O destino do padre jesuíta Paolo Sall'Oglio, raptado em Raqqa em 2013, é disso exemplo.
"O Daech (um acrónimo árabe para o EI) foi-se embora, mas continuamos sem notícias sobre o padre Paolo", lamenta o advogado Anwar al-Bunni, sírio mas instalado na Alemanha. Que também não espera qualquer notícia dos Quatro.
"Não há nenhuma esperança de ouvir falar deles, onde quer que estejam", afirma.

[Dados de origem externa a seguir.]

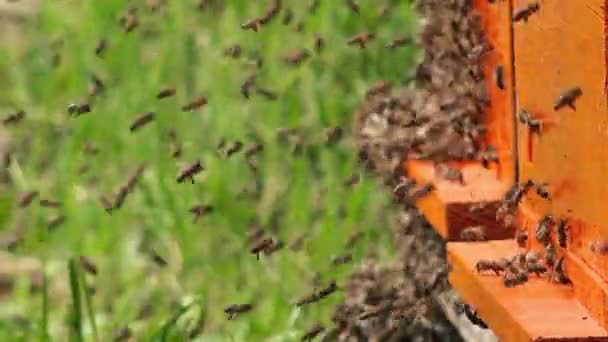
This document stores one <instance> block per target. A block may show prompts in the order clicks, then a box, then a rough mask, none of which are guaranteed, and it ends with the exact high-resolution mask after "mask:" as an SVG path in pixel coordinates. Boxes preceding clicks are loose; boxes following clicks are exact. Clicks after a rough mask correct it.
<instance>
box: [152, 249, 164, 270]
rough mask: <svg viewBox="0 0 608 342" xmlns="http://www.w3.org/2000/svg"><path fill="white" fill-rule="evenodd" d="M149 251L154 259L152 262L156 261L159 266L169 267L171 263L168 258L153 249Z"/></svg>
mask: <svg viewBox="0 0 608 342" xmlns="http://www.w3.org/2000/svg"><path fill="white" fill-rule="evenodd" d="M149 253H150V258H151V259H152V262H154V263H155V264H156V265H157V266H159V267H167V265H169V263H168V262H167V259H165V258H163V257H162V256H161V255H160V254H158V253H157V252H156V251H155V250H153V249H151V250H150V251H149Z"/></svg>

"O que receio é que tenham sido executados desde o início", refere por seu lado o defensor dos Direitos Humanos, Michel Sammas.
Promessas de Assad
O Governo sírio recuperou o controlo de Ghouta Oriental, incluindo Douma, à custa de uma ofensiva devastadora a que se seguiram acordos com os grupos armados que dominavam as principais áreas.
O Jaich al-Islam foi o último a ceder mas também o mais rápido a chegar a um acordo de saída. Libertaram então centenas de pessoas, civis e soldados que reencontraram agora as suas famílias.
O Presidente Basahr al-Assad reuniu-se por seu lado com famílias dos que permanecem desparecidos e assegurou-lhes o seu apoio.
"Não abandonaremos nenhuma das pessoas desaparecidas ou raptadas. Se uma delas estiver viva, iramos liberta-la, seja a que preço for", garantiu-lhes Assad.
As associações de defesa dos Direitos do Homem assumiram à Agência France Presse que desconhecem totalmente o destino dos Quatro de Douma. A Amnistia Internacional, a Cruz Vermelha Internacional e a Human's Rights Watch, HRW, não souberam dar qualquer indicação.
Acordos em causa
O Centro de Documentação de Violações, para quem trabalhavam os quatro ativistas quando foram raptados, lançou agora um apelo juntamente com outras ONG, por informações sobre o seu destino ou paradeiro.
"O facto de o seu caso não ter sido invocado durante as negociações" do acordo, faz renascer "a preocupação mais abrangente quanto à eficácia destes acordos incluindo a troca de detidos, para resolver a questão recorrente dos prisioneiros na Síria", reagiu Sara Kayyli, da HRW.
O marido de uma das quatro, Samira Khalil, perdeu toda a esperança de a rever.
"Teria preferido uma dissolução do Jaich al-Islam, que pudesse desembocar na libertação dela e na de Razan, Wael e Nazem", escreveu Yassin al-Haj Saleh.
"Mas essas esperanças desfizeram-se".